Four policy proposals

Reading both the leaked document and Zuma’s comments it appears that four policy proposals are in the offing.     Each of these could severely damage property rights.     Collectively they could damage investor sentiment and curb economic growth.

Nationalisation of great swathes of land

It remains to be seen how far the government is prepared to go to change that balance.     From what we have read in the leaked green paper and now heard the president say, it would appear as if they are considering nationalising great swathes of the country’s land.

In a broader policy environment that has seen threats to nationalise mines and banks and which saw no fewer than three Cabinet ministers jeopardise Walmart’s investment in SA, this is clearly the wrong thing for the government to be doing.

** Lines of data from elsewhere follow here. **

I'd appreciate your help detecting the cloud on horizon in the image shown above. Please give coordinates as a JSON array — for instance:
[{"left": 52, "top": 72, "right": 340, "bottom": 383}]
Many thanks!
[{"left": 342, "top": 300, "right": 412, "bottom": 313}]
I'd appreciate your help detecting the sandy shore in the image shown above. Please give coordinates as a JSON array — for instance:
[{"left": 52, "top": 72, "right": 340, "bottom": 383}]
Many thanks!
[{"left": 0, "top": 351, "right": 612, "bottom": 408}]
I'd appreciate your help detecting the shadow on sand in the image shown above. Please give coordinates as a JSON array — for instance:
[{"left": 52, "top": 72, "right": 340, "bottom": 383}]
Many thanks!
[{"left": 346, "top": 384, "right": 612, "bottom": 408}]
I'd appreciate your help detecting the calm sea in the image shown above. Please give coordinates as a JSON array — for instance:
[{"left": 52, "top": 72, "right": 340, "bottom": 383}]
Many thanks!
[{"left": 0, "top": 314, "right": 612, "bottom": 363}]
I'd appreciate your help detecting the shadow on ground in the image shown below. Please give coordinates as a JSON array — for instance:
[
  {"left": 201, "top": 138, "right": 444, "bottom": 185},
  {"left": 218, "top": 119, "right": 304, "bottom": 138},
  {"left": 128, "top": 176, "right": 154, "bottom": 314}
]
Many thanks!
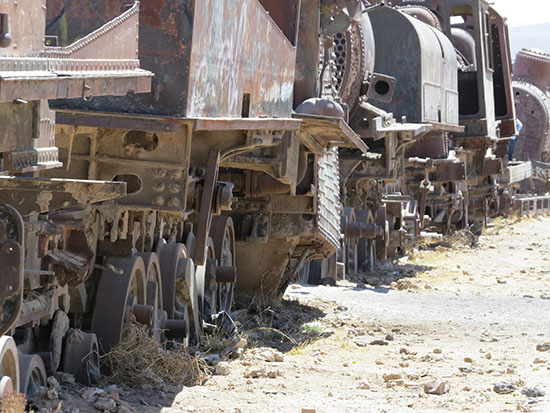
[{"left": 234, "top": 299, "right": 330, "bottom": 352}]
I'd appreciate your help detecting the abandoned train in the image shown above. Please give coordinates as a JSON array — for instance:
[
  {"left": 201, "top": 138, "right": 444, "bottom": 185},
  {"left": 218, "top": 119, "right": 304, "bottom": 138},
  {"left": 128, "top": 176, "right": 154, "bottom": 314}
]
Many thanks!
[{"left": 0, "top": 0, "right": 536, "bottom": 400}]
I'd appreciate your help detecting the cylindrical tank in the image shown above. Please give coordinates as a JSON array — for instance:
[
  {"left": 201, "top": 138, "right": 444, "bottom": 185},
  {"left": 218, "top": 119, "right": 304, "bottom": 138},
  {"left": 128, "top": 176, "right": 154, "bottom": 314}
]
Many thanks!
[{"left": 512, "top": 81, "right": 550, "bottom": 162}]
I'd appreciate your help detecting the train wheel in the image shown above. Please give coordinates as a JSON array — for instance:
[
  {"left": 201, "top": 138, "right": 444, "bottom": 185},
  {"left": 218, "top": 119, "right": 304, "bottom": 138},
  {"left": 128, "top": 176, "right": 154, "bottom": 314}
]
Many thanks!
[
  {"left": 62, "top": 329, "right": 101, "bottom": 386},
  {"left": 92, "top": 256, "right": 149, "bottom": 354},
  {"left": 19, "top": 354, "right": 48, "bottom": 396},
  {"left": 0, "top": 336, "right": 20, "bottom": 398},
  {"left": 196, "top": 238, "right": 218, "bottom": 317},
  {"left": 210, "top": 216, "right": 237, "bottom": 311},
  {"left": 157, "top": 240, "right": 201, "bottom": 345},
  {"left": 138, "top": 252, "right": 167, "bottom": 341}
]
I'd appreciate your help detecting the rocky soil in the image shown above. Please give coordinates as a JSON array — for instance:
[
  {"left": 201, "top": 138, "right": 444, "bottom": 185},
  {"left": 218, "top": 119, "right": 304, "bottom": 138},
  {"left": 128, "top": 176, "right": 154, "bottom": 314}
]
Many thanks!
[{"left": 29, "top": 217, "right": 550, "bottom": 413}]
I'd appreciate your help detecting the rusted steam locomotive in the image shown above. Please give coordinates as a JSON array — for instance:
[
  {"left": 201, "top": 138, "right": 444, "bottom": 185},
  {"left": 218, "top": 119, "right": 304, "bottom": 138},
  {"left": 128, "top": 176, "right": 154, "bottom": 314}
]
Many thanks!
[
  {"left": 510, "top": 49, "right": 550, "bottom": 196},
  {"left": 305, "top": 0, "right": 515, "bottom": 280},
  {"left": 0, "top": 0, "right": 540, "bottom": 394}
]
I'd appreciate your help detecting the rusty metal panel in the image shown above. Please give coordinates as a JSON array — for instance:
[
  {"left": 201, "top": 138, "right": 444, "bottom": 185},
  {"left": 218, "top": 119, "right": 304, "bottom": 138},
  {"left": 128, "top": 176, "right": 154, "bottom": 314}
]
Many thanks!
[
  {"left": 258, "top": 0, "right": 300, "bottom": 46},
  {"left": 0, "top": 176, "right": 126, "bottom": 215},
  {"left": 369, "top": 8, "right": 458, "bottom": 125},
  {"left": 0, "top": 2, "right": 152, "bottom": 102},
  {"left": 0, "top": 0, "right": 46, "bottom": 57},
  {"left": 48, "top": 0, "right": 296, "bottom": 118},
  {"left": 187, "top": 0, "right": 296, "bottom": 118}
]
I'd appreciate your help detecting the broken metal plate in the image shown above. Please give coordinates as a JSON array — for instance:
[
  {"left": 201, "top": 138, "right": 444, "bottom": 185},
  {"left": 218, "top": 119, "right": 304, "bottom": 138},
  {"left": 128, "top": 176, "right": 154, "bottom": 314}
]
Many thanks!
[
  {"left": 293, "top": 113, "right": 369, "bottom": 154},
  {"left": 0, "top": 176, "right": 126, "bottom": 215}
]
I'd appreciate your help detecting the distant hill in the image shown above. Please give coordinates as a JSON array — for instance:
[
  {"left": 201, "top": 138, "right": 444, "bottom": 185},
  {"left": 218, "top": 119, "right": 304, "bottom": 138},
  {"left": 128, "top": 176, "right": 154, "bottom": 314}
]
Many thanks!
[{"left": 510, "top": 23, "right": 550, "bottom": 60}]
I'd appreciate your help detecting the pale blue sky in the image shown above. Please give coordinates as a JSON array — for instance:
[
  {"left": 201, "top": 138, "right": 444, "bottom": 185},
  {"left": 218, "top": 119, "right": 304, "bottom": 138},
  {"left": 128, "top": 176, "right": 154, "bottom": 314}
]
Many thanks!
[{"left": 493, "top": 0, "right": 550, "bottom": 27}]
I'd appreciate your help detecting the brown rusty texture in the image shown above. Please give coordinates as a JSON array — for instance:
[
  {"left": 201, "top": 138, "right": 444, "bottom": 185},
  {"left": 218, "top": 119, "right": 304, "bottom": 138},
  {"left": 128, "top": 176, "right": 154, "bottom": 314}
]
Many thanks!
[{"left": 48, "top": 0, "right": 296, "bottom": 118}]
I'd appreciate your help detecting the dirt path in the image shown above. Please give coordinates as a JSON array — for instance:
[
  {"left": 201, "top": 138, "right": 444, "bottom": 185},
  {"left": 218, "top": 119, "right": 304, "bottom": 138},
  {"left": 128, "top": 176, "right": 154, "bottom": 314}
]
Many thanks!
[
  {"left": 162, "top": 217, "right": 550, "bottom": 413},
  {"left": 31, "top": 217, "right": 550, "bottom": 413}
]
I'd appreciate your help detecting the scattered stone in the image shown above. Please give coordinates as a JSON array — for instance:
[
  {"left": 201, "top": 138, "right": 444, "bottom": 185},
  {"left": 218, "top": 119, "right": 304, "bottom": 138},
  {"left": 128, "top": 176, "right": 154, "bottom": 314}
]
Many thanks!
[
  {"left": 201, "top": 350, "right": 222, "bottom": 366},
  {"left": 214, "top": 361, "right": 231, "bottom": 376},
  {"left": 382, "top": 373, "right": 401, "bottom": 382},
  {"left": 244, "top": 367, "right": 282, "bottom": 379},
  {"left": 353, "top": 337, "right": 370, "bottom": 347},
  {"left": 94, "top": 396, "right": 117, "bottom": 412},
  {"left": 424, "top": 381, "right": 450, "bottom": 396},
  {"left": 247, "top": 347, "right": 285, "bottom": 363},
  {"left": 493, "top": 381, "right": 516, "bottom": 394},
  {"left": 365, "top": 277, "right": 380, "bottom": 287},
  {"left": 80, "top": 387, "right": 98, "bottom": 402},
  {"left": 220, "top": 337, "right": 247, "bottom": 359},
  {"left": 369, "top": 340, "right": 390, "bottom": 346},
  {"left": 54, "top": 371, "right": 75, "bottom": 384},
  {"left": 521, "top": 386, "right": 546, "bottom": 397},
  {"left": 319, "top": 277, "right": 336, "bottom": 287},
  {"left": 248, "top": 330, "right": 264, "bottom": 341}
]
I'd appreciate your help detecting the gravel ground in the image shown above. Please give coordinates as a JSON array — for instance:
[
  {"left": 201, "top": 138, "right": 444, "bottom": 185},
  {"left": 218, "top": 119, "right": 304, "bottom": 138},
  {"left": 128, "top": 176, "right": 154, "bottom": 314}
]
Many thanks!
[{"left": 30, "top": 217, "right": 550, "bottom": 413}]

Discouraging foreign investment

The impression is unmistakable that the government is either not serious about attracting investment or is unaware of the damage that its actions and statements are doing to investor sentiment.

According to Wikipedia

“Property is any physical or intangible entity that is owned by a person or jointly by a group of people.   Depending on the nature of the property, an owner of property has the right to consume, sell, rent, mortgage, transfer, exchange or destroy it, or to exclude others from doing these things.[1][2][3] Important widely recognized types of property include real property (the combination of land and any improvements to or on the land), personal property (physical possessions belonging to a person), private property (property owned by legal persons or business entities), public property (state owned or publicly owned and available possessions) and intellectual property (exclusive rights over artistic creations, inventions, etc.), although the latter is not always as widely recognized or enforced.[4] A title, or a right of ownership, establishes the relation between the property and other persons, assuring the owner the right to dispose of the property as the owner sees fit.   Some philosophers assert that property rights arise from social convention.   Others find origins for them in morality or natural law”.